“Ah, Daniel,” I cried, “be fair with me—you have not been fair! Why should you shrink from me as if I were a base person? What harm could it do, even if I did not understand you? I cannot help it—the effect of this thing upon me; I am a grown man, and yet you have turned me into a child again. If you were to tell me about ghosts, I think I should take it for the truth.”
“Ah,” said my brother.
“Yes, even that!” I cried. “But you think I am not worthy even to guess at your life and your knowledge—no, do not try to stop me, I know that this is the fact! If it were not so, you would trust to love—you would not cast me away from you, you would do what you could!”
“Be still! Be still!” he whispered. “Do not speak to me that way—I will do what I can—I will tell you what I am able.”
For a long time he sat with knit brows. Then at last he began his story.
“I go back,” he said, “to the time when I first landed on this island. The ship was wrecked upon the bar just ahead of us; and later, when the sea fell, we set to work to save from it as much as we could. The voyage had restored my health, and I had my violin; and when I ascertained that the place sheltered no wild beasts or men, I was myself well content to remain as long as might be necessary. I had no doubt that some ship would appear in the end; and meanwhile there was nothing to trouble me, except the enforced companionship of men who did not understand me. In the end, I escaped from that trouble with the plea that if I took up my residence at the other side of the island I could better watch the sea; and so I built a tiny hut, and was, I think, as happy as I had ever been before.
“But as the months passed by and no vessel appeared, the situation changed. I perceived that sooner or later my violin would be useless; and about the same time the sailors came to me to say that they had decided to rig a boat with a sail, and endeavor to reach some inhabited island. It was the time of quiet seas, and they preferred to run the risk to remaining longer in isolation.

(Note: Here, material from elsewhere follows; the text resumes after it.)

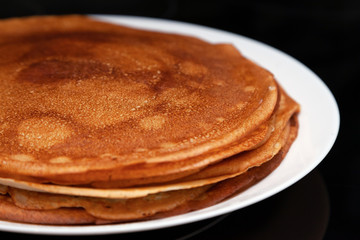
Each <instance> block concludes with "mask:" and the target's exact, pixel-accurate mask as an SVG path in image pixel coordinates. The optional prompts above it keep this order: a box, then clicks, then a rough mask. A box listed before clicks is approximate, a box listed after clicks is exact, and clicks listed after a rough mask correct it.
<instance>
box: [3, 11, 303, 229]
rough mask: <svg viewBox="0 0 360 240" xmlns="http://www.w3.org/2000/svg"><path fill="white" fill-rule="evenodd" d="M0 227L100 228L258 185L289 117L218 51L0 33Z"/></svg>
mask: <svg viewBox="0 0 360 240" xmlns="http://www.w3.org/2000/svg"><path fill="white" fill-rule="evenodd" d="M0 29H1V31H0V99H1V101H0V219H3V220H10V221H20V222H28V223H38V224H94V223H95V224H105V223H113V222H129V221H140V220H149V219H156V218H163V217H168V216H174V215H178V214H182V213H186V212H189V211H194V210H197V209H201V208H205V207H208V206H211V205H214V204H216V203H218V202H220V201H222V200H224V199H226V198H229V197H231V196H233V195H234V194H237V193H239V192H241V191H243V190H245V189H246V188H248V187H250V186H251V185H253V184H255V183H256V182H258V181H259V180H261V179H262V178H264V177H266V176H267V175H268V174H270V173H271V172H272V171H273V170H274V169H275V168H276V167H277V166H278V165H279V164H280V162H281V160H282V159H283V158H284V157H285V155H286V153H287V151H288V149H289V148H290V146H291V144H292V142H293V141H294V139H295V138H296V135H297V129H298V123H297V117H296V116H297V113H298V112H299V105H298V104H297V103H296V102H295V101H294V100H292V99H291V98H290V97H289V96H288V95H287V94H286V93H285V91H284V90H283V89H282V88H281V87H280V86H279V84H278V83H277V82H276V80H275V79H274V76H273V75H272V74H271V73H270V72H268V71H267V70H265V69H263V68H261V67H260V66H258V65H256V64H255V63H253V62H252V61H250V60H248V59H246V58H245V57H244V56H242V55H241V54H240V53H239V51H238V50H237V49H236V48H234V47H233V46H232V45H230V44H226V43H224V44H210V43H207V42H205V41H202V40H200V39H197V38H193V37H189V36H181V35H176V34H168V33H160V32H151V31H143V30H137V29H132V28H127V27H123V26H118V25H113V24H110V23H105V22H100V21H97V20H94V19H91V18H88V17H85V16H46V17H28V18H19V19H8V20H3V21H0Z"/></svg>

“I was then called upon to make the great decision. Should I chance my life with the rest, or should I trust to the certainty that some day a vessel would appear, and meanwhile devote myself to the work which loomed before me—the living of my life, the seeking of the power which I felt to be hidden in me, without any external assistance or reference whatever? Perhaps had I seen the twenty years before me, I should have shrunk from the task; but, as it was, I chose what was to be the bolder, to my companions the more timid, course.
“After that, of course, there could be no halfway measures. I had to make good my purpose; I had to face either absolute victory or absolute defeat. As I had expected, my violin soon became useless, and, no ship appearing, I perceived in the end that I had to give up that thought, too.
“I have already hinted the grounds of my argument to you. It is my belief that life is its own end, and needs no justification. It is also my belief that each individual soul is a microcosm self-sufficient, and its own excuse for being. Each day as I wrought, I came to be more and more possessed with that truth, it came to be more and more self-evident and final; until at last there came a day when I would not have hailed a ship had I seen one—when the life that loomed up before me within my own heart was a thing of so much interest that the rest of the world was nothing in comparison.